For the sake of consistency, the tariff preferences granted under the general arrangement should not be extended to developing countries which are benefiting from a preferential market access arrangement with the Union, which provides at least the same level of tariff preferences as the scheme for substantially all trade. To provide a beneficiary country and economic operators with time for an orderly adaptation, the general arrangement should continue to be granted for two years as from the date of application of a preferential market access arrangement and this date should be specified in the list of beneficiary countries of the general arrangement.

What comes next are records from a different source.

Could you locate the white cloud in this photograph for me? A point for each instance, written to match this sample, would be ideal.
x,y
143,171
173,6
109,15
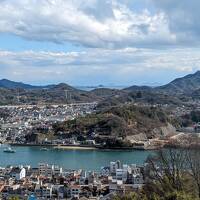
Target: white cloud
x,y
97,66
91,23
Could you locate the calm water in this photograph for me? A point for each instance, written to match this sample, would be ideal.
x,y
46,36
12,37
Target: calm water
x,y
70,159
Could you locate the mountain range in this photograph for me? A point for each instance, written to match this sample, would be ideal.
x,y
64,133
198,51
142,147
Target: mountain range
x,y
185,87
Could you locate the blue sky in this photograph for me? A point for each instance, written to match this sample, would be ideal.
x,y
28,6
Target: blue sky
x,y
91,42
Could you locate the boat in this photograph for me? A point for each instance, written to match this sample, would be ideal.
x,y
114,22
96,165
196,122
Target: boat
x,y
44,149
9,150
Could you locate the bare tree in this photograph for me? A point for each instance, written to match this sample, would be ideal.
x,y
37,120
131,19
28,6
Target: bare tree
x,y
193,160
167,168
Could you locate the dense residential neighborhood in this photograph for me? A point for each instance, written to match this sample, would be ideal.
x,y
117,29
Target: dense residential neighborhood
x,y
54,182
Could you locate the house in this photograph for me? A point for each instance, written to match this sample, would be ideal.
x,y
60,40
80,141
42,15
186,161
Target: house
x,y
18,173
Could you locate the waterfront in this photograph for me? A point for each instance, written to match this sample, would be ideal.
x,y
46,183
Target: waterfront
x,y
71,158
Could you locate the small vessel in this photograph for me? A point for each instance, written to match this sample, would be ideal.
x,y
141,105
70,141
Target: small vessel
x,y
9,150
43,149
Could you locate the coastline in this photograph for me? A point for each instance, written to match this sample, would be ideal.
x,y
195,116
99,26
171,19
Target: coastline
x,y
82,147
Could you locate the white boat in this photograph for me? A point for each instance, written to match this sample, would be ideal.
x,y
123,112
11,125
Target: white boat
x,y
9,150
44,149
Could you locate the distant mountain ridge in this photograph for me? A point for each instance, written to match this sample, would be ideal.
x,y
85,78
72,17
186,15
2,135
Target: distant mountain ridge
x,y
186,84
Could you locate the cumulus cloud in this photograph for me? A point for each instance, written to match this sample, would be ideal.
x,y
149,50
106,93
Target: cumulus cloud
x,y
91,23
124,66
183,19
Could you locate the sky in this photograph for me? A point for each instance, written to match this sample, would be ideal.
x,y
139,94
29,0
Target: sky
x,y
92,42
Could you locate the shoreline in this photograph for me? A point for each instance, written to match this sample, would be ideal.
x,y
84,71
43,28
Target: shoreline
x,y
82,147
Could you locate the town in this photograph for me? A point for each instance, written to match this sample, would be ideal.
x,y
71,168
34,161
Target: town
x,y
17,123
54,182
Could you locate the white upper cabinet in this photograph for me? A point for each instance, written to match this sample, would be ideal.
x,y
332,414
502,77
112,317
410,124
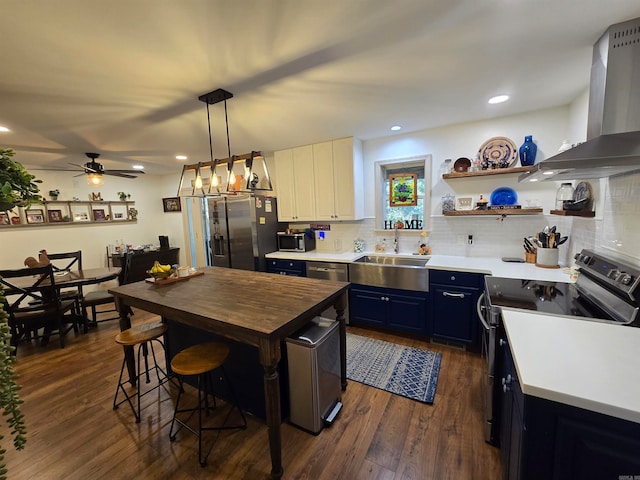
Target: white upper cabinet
x,y
322,181
338,179
295,186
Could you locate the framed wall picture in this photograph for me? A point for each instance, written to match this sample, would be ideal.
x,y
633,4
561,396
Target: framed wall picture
x,y
171,204
99,215
403,189
35,215
55,216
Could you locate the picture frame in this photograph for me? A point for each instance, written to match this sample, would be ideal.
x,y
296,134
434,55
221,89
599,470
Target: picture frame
x,y
403,189
55,216
99,215
171,204
80,217
35,215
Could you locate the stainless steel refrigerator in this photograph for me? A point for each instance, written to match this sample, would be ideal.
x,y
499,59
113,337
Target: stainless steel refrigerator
x,y
240,230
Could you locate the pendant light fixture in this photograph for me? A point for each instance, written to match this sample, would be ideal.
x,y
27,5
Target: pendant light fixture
x,y
241,173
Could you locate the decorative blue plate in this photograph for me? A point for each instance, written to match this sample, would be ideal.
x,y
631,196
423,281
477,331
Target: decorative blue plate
x,y
504,196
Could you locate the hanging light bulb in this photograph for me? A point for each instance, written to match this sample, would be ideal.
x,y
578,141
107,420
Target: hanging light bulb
x,y
95,179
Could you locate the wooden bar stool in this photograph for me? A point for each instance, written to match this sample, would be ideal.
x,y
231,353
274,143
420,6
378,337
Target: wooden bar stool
x,y
201,360
143,336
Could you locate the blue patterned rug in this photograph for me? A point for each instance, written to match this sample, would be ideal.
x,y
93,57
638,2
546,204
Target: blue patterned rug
x,y
407,371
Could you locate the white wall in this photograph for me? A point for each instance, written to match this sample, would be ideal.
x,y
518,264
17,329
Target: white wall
x,y
448,235
147,191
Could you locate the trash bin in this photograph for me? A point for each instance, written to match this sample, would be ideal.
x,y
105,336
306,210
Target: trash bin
x,y
315,394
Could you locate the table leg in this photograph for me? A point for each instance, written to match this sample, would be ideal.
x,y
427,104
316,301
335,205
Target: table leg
x,y
125,323
269,358
340,306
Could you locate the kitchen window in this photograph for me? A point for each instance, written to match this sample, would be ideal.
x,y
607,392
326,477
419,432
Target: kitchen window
x,y
387,215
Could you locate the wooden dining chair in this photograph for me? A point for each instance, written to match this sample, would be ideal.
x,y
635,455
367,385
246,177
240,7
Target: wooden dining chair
x,y
33,303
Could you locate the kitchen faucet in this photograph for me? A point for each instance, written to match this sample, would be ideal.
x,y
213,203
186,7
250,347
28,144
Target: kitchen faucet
x,y
395,240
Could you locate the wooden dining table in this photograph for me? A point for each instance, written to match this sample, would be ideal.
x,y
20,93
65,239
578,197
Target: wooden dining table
x,y
258,309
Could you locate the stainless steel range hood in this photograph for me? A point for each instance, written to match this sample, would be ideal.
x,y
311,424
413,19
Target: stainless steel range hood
x,y
613,130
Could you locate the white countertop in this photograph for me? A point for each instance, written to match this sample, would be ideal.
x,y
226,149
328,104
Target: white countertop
x,y
586,364
487,265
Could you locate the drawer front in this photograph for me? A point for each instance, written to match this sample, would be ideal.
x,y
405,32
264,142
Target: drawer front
x,y
297,267
462,279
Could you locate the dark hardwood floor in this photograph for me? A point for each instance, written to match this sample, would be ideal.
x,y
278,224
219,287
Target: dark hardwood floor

(10)Countries listed in Annex I to Regulation (EC) No 732/2008 and countries benefiting from autonomous preferential access to the Union market under Regulation (EC) No 732/2008, Council Regulation (EC) No 55/2008 of 21 January 2008 introducing autonomous trade preferences for the Republic of Moldova (4) and Council Regulation (EC) No 2007/2000 of 18 September 2000 introducing exceptional trade measures for countries and territories participating in or linked to the European Union’s Stabilisation and Association process (5) should be considered eligible for the scheme. Overseas territories associated with the Union and overseas countries and territories of countries that are not listed in Annex I to Regulation (EC) No 732/2008 should not be considered eligible for the scheme.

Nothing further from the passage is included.